On Saturday, 23 April 2016 at 13:56:45 UTC, Joseph Rushton Wakeling wrote:
On Saturday, 23 April 2016 at 11:29:29 UTC, NX wrote:
I will just leave it here:

http://www.zdnet.com/article/linux-expert-matthew-garrett-ubuntu-16-04s-new-snap-format-is-a-security-risk/

This is FUD.

There are no security risks with snappy packages that there aren't with any other existing Linux packaging systems.

But that's more or less what he's saying though, if you read his original blog post. His gripe isn't that it's defect security-wise, but rather that it's being marketed as capital-s Safe. As long as programs run under the X protocol, everything is up for grabs. Snappy doesn't change that fact at all, so widely claiming it makes it impossible to steal data would be cherry-picking Mir behaviour.


"Snaps are intended to make it easier to distribute applications for Ubuntu - they include their dependencies rather than relying on the archive, they can be updated on a schedule that's separate from the distribution itself and they're confined by a strong security policy that makes it impossible for an app to steal your data.

At least, that's what Canonical assert. It's true in a sense - if you're using Snap packages on Mir (ie, Ubuntu mobile) then there's a genuine improvement in security. But if you're using X11 (ie, Ubuntu desktop) it's horribly, awfully misleading. Any Snap package you install is completely capable of copying all your private data to wherever it wants with very little difficulty.

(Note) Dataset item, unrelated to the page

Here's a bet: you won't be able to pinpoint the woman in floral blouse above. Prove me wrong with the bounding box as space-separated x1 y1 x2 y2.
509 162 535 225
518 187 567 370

The problem here is the X11 windowing system. X has no real concept of different levels of application trust. Any application can register to receive keystrokes from any other application. Any application can inject fake key events into the input stream. An application that is otherwise confined by strong security policies can simply type into another window. An application that has no access to any of your private data can wait until your session is idle, open an unconfined terminal and then use curl to send your data to a remote site. As long as Ubuntu desktop still uses X11, the Snap format provides you with very little meaningful security. Mir and Wayland both fix this, which is why Wayland is a prerequisite for the sandboxed xdg-app design."


Sandboxing is good but I'm not convinced shipping duplicates of libraries with each program is. Packages were meant to solve this and they do, though .so version conflicts is a thing (albeit a rare one).